。・*・。。*・Cherry Blossom Ⅱ・*・。。*・。

ファザコン!?



◇ ファザコン!? ◇



不思議だな……


母さんの記憶なんてほとんどないのに、香りだけはしっかりと覚えている。


母さんの愛用していた香水のかおりが僅かに香ってきて、あたしは目を閉じた。


しっとりとした百合の香り―――母さんの名前と同じ……





白くて気高い―――気品のある香り―――





いつかあたしもこんな香りが似合う大人の女になりたいな。


「マサはさ、母さんのこと覚えてる?叔父貴やお前はあたしに良く似てるって言ったけど、実際のところどうなの?」


そう聞くと、マサは考えるように首を捻った。


「確かに姿や顔かたちは似てますけど―――性格はあんまり似てないですね。お嬢の中身はやっぱり前会長似ですかね」


「何だよ。
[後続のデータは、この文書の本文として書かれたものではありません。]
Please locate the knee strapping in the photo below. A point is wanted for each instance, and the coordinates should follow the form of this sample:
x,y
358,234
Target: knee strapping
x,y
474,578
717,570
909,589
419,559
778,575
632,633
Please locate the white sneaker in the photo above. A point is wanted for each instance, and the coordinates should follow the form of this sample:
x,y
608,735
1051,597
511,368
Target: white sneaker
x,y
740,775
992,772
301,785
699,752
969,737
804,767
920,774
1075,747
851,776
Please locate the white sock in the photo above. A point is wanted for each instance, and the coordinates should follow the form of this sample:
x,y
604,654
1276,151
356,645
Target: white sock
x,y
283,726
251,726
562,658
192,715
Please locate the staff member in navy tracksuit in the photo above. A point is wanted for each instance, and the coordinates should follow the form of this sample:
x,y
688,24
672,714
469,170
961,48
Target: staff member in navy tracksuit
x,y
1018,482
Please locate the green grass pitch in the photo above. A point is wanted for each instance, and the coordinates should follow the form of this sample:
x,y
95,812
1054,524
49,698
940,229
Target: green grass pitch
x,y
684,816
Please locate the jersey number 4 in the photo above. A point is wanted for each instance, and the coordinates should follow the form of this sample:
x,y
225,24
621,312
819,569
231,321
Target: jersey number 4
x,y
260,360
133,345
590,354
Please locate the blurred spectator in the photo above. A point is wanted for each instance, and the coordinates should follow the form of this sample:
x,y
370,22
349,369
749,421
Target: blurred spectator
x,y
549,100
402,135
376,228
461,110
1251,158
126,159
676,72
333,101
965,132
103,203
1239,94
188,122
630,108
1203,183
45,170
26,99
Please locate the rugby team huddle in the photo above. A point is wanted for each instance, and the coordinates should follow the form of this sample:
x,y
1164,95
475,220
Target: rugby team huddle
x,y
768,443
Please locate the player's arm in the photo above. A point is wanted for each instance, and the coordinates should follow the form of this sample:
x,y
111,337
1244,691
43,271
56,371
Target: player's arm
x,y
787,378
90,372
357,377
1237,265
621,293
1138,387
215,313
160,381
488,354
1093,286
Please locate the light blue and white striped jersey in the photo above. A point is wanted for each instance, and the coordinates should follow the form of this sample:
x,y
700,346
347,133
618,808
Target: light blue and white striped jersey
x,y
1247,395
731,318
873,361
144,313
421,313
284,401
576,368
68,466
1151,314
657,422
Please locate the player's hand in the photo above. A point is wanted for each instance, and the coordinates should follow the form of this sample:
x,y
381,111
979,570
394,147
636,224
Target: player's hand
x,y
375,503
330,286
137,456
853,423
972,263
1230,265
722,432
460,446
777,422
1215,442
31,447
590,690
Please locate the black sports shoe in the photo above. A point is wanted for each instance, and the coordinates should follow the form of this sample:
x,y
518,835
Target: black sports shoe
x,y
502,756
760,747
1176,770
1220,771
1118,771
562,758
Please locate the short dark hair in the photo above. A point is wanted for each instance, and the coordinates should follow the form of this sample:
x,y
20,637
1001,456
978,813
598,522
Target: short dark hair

暴君で喧嘩っぱやいって言いたいのかよ」


思わずマサの胸ぐらを掴むと、


「あ!お嬢!!先代のお写真がこんなところに」


なんてマサは慌てて古びたアルバムをあたしに差し出してきた。


埃かぶってたけど、中を開くと鮮明な写真がきちんと整理されページに貼り付けてあった。


若い頃の親父と母さん二人で映ってるものもあれば、生まれたばかりの赤ん坊を交えて三人で映ってるのもある。




学生時代の叔父貴や



―――雪斗の写真も。




組の連中全員で集合した写真も載っていて……でも、どの写真もみんな幸せそうに笑っている。